You could probably find all the intellectually generative “AI dreamer” types and talk to them individually -- those sorts of people tend to share their ideas in writing.
If the lines of communication remain open -- if the current AI debate doesn’t tribalize to the point that “pro-AI” and “anti-AI” factions hate each other and can’t have friendly discussions -- then it might be remarkably tractable to just, y’know, persuade a handful of individuals that they should maybe not work too hard to get the world to take notice of their theoretical ideas.
I'm gonna echo a couple other commenters to say that when you say "Why I am not an AI doomer", I would say "Why I don't expect imminent LLM-centric doom, and (relatedly) why I oppose the pause".
(I ALSO don't expect imminent LLM-centric doom, and I ALSO oppose the pause, for reasons described here — https://twitter.com/steve47285/status/1641124965931003906 . But I still describe myself as an AI doomer.)
(I might be literally the only full-time AI alignment researcher who puts >50% probability, heck maybe even the only one with >10% probability, that we will all get killed by an AGI that has no deep neural nets in it. (The human brain has a "neural net", but it's not "deep", and it's kinda different from DNNs in various other ways.))
Like you, I don't expect x-risk in the 2020s, and I also agree with “maybe not the 2030s”. That said, I don’t COMPLETELY rule out the 2020s, because (1) People have built infrastructure and expertise to scale up almost arbitrary algorithms very quickly (e.g. JAX is not particularly tied to deep learning), (2) AI is a very big field, including lots of lines of research that are not in the news but making steady progress (e.g. probabilistic programming), (3) December 31 2029 is still far enough away for some line of research that you haven't ever heard of (or indeed that doesn't yet exist at all) to become the center of attention and get massively developed and refined. (A similar amount of time in the past gets us to Jan 2017, before the transformer existed.)
For example, do you think future AGI algorithms will involve representing the world as a giant gazillion-node causal graph, and running causal inference on it?
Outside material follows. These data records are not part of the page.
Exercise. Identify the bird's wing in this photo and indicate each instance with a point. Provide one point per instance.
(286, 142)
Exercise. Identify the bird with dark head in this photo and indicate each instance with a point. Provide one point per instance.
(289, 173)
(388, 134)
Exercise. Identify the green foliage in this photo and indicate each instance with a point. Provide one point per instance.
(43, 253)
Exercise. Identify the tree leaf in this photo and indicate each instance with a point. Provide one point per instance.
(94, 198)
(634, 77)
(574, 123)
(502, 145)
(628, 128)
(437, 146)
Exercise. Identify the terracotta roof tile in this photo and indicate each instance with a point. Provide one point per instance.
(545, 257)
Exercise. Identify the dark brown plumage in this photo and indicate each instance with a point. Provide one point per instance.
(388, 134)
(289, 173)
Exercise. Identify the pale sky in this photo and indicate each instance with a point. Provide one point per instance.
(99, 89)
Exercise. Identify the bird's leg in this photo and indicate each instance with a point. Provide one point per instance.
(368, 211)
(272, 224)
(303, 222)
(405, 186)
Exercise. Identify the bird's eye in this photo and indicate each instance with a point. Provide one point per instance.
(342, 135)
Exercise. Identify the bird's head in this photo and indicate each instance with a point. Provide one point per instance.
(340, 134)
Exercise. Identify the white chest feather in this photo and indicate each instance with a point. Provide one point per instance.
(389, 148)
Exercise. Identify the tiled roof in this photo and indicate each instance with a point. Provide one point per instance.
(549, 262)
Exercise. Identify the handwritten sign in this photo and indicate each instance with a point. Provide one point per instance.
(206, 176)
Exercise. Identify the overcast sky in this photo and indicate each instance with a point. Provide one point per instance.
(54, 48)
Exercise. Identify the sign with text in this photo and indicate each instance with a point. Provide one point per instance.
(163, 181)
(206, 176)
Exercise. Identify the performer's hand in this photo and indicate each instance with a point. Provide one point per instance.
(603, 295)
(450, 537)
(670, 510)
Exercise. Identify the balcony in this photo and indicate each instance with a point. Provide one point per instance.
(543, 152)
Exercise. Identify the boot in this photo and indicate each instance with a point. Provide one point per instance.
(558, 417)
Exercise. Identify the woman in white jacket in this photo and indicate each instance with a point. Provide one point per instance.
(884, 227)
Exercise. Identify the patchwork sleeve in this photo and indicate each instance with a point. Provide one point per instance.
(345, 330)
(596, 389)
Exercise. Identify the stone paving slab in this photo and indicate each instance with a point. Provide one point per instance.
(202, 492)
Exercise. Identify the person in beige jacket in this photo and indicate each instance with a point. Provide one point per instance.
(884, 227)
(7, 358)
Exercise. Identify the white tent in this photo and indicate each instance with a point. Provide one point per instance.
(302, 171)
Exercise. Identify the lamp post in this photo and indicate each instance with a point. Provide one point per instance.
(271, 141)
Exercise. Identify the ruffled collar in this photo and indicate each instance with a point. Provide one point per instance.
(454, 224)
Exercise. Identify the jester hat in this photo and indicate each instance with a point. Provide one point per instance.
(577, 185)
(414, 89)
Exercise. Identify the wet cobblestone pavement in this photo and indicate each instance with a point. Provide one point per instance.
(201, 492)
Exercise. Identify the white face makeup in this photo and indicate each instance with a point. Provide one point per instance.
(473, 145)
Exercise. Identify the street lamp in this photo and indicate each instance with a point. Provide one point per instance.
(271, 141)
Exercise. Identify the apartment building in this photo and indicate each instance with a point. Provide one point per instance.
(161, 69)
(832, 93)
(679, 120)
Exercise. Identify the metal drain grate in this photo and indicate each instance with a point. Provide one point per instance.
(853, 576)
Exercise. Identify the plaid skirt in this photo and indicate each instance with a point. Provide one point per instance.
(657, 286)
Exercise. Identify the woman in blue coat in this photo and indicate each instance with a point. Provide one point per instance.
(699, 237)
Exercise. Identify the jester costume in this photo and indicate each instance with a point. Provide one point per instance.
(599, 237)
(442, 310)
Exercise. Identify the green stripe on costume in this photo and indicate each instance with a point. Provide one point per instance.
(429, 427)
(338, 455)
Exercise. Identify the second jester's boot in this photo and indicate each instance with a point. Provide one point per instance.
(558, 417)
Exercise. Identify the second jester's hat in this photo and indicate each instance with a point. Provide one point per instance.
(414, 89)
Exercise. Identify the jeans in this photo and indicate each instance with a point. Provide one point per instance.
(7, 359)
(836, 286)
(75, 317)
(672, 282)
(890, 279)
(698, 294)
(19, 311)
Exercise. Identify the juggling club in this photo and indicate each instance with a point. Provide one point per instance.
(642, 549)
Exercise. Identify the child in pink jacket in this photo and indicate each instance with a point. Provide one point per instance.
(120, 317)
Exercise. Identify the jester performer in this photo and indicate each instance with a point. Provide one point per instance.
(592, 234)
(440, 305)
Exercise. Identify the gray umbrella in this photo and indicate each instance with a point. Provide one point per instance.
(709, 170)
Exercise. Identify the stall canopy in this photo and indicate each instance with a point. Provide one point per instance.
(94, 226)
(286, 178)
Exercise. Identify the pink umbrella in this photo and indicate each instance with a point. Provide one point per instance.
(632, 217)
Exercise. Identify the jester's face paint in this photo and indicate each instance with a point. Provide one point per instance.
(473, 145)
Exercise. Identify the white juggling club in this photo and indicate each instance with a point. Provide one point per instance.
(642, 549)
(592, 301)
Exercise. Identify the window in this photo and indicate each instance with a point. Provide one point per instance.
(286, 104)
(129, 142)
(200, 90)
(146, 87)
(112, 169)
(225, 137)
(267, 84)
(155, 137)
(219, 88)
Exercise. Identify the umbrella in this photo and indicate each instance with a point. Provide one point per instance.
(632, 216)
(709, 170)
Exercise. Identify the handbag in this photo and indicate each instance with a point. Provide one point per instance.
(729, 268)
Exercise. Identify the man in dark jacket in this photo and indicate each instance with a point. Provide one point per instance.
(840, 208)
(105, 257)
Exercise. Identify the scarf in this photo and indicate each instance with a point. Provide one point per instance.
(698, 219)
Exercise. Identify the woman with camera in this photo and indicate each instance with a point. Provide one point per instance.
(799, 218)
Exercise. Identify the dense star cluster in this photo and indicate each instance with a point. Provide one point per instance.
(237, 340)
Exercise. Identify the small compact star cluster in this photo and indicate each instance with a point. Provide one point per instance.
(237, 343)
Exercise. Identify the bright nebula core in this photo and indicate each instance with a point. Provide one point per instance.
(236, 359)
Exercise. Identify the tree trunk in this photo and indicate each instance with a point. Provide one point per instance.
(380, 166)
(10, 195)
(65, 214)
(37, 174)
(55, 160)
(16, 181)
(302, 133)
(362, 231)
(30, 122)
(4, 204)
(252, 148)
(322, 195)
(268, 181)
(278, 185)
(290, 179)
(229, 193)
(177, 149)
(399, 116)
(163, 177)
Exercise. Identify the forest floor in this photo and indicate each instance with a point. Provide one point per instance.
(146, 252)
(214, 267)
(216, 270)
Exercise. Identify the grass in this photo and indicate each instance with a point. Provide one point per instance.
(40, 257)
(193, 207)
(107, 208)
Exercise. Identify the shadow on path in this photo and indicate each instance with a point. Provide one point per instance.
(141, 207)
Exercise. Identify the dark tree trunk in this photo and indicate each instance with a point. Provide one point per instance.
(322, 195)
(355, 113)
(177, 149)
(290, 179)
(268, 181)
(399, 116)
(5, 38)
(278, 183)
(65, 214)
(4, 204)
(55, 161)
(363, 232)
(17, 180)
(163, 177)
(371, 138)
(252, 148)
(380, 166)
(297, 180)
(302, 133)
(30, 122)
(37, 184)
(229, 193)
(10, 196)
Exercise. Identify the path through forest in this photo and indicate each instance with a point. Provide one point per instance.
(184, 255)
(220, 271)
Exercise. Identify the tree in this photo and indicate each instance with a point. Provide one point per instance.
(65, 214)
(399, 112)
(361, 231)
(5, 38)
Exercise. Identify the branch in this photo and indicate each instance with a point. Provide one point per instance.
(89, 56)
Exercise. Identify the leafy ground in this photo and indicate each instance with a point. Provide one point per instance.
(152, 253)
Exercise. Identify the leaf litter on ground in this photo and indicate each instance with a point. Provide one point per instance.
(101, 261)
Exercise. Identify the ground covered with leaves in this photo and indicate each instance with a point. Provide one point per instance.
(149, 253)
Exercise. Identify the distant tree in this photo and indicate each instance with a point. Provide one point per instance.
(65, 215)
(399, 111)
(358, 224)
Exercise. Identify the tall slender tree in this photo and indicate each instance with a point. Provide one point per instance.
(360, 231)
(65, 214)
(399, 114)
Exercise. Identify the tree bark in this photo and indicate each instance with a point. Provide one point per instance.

If so, there are brilliant researchers working on that vision as we speak, even if they're not in the news. And they’re using frameworks like JAX to hardware-accelerate / parallelize / scale-up their algorithms, removing a lot of time-consuming barriers that were around until recently.
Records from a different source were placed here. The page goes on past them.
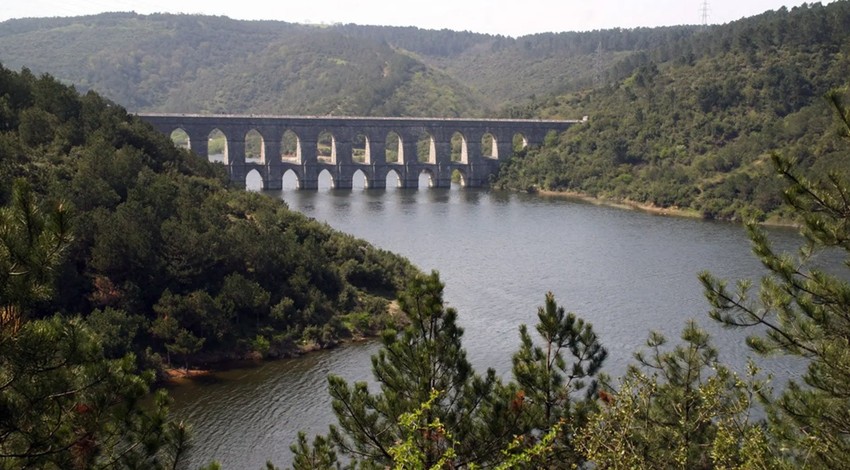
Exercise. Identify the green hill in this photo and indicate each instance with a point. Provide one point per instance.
(679, 116)
(693, 124)
(166, 259)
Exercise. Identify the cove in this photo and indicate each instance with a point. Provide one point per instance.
(498, 253)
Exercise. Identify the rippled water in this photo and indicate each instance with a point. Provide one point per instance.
(498, 253)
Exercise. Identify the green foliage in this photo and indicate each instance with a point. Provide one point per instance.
(425, 356)
(66, 406)
(31, 246)
(164, 255)
(548, 384)
(803, 312)
(693, 122)
(679, 408)
(63, 403)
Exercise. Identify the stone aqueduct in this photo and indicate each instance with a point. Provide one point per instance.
(371, 136)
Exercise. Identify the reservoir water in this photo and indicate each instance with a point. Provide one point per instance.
(498, 253)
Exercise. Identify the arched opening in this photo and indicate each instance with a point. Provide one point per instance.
(426, 179)
(290, 147)
(519, 142)
(254, 181)
(458, 178)
(217, 146)
(181, 138)
(290, 180)
(255, 150)
(489, 149)
(359, 180)
(426, 149)
(360, 149)
(326, 180)
(459, 148)
(326, 147)
(395, 151)
(393, 180)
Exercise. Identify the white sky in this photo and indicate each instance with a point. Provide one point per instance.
(511, 18)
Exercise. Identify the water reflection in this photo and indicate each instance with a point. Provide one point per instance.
(498, 253)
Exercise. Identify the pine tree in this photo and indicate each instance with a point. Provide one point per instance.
(803, 311)
(678, 408)
(425, 358)
(62, 403)
(549, 386)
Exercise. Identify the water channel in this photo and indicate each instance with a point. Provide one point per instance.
(498, 253)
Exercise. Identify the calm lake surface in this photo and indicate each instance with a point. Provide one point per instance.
(498, 253)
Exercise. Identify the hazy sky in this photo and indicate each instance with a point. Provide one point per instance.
(512, 18)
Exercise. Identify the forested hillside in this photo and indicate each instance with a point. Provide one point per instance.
(694, 123)
(189, 63)
(182, 63)
(679, 116)
(166, 260)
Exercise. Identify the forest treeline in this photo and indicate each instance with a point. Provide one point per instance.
(682, 117)
(166, 260)
(695, 121)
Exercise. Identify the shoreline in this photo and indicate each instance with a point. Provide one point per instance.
(655, 210)
(178, 375)
(628, 205)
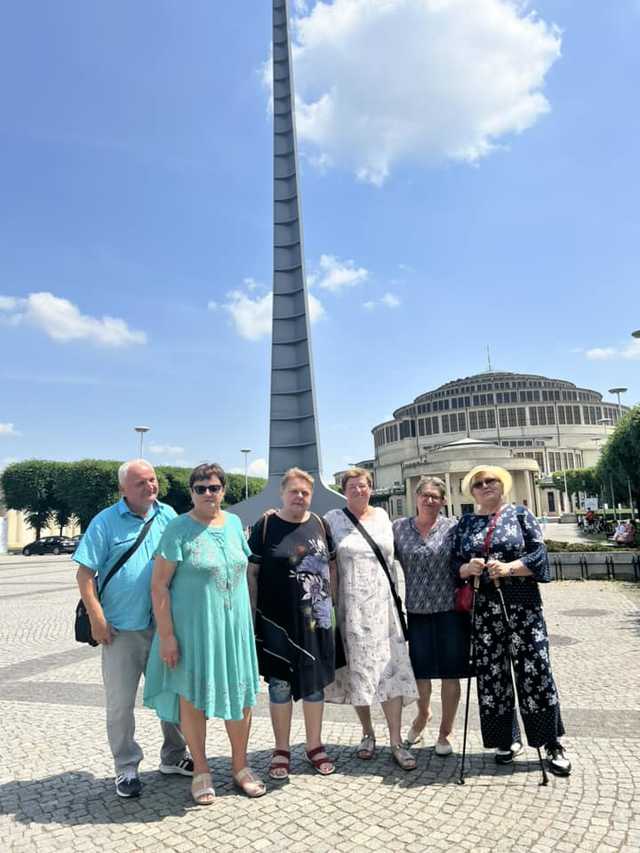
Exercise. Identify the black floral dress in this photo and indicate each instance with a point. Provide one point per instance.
(294, 629)
(522, 642)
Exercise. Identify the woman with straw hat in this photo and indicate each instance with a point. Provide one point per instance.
(503, 545)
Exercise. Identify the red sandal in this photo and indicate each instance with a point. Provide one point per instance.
(320, 762)
(279, 770)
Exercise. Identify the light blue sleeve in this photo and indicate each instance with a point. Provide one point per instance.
(93, 549)
(170, 545)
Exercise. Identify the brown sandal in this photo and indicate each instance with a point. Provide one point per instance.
(318, 762)
(279, 770)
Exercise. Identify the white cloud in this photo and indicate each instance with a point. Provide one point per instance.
(385, 81)
(386, 301)
(334, 274)
(630, 352)
(8, 429)
(258, 468)
(252, 316)
(390, 300)
(166, 450)
(62, 321)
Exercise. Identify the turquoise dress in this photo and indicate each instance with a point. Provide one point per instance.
(218, 667)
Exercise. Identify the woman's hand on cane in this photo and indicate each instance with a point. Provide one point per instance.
(473, 568)
(498, 570)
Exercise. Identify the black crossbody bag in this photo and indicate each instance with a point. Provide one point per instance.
(376, 550)
(82, 625)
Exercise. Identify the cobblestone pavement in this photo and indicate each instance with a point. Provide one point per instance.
(56, 785)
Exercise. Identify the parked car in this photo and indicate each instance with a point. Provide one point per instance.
(50, 545)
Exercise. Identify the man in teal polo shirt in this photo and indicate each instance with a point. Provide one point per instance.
(122, 621)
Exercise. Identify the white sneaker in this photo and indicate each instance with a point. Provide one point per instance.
(506, 756)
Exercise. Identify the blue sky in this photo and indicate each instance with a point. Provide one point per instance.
(469, 178)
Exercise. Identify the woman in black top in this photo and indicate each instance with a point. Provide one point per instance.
(290, 586)
(502, 545)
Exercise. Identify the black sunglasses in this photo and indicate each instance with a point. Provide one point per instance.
(488, 482)
(201, 490)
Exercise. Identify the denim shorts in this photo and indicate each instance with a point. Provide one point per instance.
(280, 693)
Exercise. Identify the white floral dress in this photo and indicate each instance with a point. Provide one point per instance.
(378, 666)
> persuade a handful of individuals that they should maybe not work too hard to get the world to take notice of their theoretical ideas.
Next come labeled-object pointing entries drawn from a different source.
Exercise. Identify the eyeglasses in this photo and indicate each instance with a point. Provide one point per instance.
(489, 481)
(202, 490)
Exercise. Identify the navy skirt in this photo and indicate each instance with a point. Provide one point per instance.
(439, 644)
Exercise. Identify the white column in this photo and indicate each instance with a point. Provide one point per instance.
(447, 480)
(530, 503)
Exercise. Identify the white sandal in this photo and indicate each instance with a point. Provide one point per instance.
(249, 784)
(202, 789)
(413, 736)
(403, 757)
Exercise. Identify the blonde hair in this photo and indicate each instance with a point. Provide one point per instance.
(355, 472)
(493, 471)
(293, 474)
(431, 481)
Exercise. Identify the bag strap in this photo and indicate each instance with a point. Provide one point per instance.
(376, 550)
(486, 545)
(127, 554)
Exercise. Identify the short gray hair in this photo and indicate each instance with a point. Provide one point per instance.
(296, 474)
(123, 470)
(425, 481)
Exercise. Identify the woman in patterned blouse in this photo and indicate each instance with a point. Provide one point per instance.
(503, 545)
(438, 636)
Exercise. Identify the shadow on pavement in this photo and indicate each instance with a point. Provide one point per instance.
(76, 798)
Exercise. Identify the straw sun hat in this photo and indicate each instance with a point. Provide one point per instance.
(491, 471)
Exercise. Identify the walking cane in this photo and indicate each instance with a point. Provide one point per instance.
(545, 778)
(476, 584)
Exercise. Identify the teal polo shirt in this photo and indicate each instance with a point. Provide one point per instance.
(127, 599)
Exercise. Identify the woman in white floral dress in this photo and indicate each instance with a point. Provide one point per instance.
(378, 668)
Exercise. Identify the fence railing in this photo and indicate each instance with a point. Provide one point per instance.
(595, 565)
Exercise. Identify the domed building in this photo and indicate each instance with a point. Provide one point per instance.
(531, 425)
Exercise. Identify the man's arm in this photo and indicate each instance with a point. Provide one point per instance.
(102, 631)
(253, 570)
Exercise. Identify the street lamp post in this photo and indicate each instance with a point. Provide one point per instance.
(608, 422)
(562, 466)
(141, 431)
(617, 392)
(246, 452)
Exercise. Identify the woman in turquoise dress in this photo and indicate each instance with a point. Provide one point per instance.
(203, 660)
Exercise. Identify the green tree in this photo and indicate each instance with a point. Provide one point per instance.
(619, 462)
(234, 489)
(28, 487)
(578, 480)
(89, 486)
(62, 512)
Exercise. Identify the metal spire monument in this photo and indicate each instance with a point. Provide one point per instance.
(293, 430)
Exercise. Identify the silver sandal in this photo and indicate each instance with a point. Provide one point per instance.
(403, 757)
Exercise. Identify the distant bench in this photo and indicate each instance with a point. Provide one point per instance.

I do have a short list in my head of AI researchers doing somewhat-off-the-beaten track research that I think is pointing towards important AGI-relevant insights. (I won't say who!) And I do try to do "targeted outreach" to those people. It's not so easy. Several of them have invested their identities and lives in the idea that AGI is going to be awesome and that worrying about x-risk is dumb, and they've published this opinion in the popular press, and they say it at every opportunity, and meanwhile they're pushing forward their research agenda as fast as they can, and they're going around the world giving talks to spread their ideas as widely as possible. I try to gently engage with these people to try to bring them around, and I try to make inroads with their colleagues, and various other things, but I don't see much signs that I'm making any meaningful difference.
Couple of things that strike me as missing on a quick read:
- Whether grinding a loss function over a sufficiently intricate environmental function like "predict the next word of text produced by all the phenomena that are projected onto the Internet" will naturally produce cross-domain reasoning. I'd argue we've already seen some pretty large sparks and actual fire on this.
- Whether an AGI that is say "at least as good at self-reflection and reflective strategicness as Eliezer Yudkowsky" can fill in its own gaps, even if some mental ability doesn't come "naturally" to it.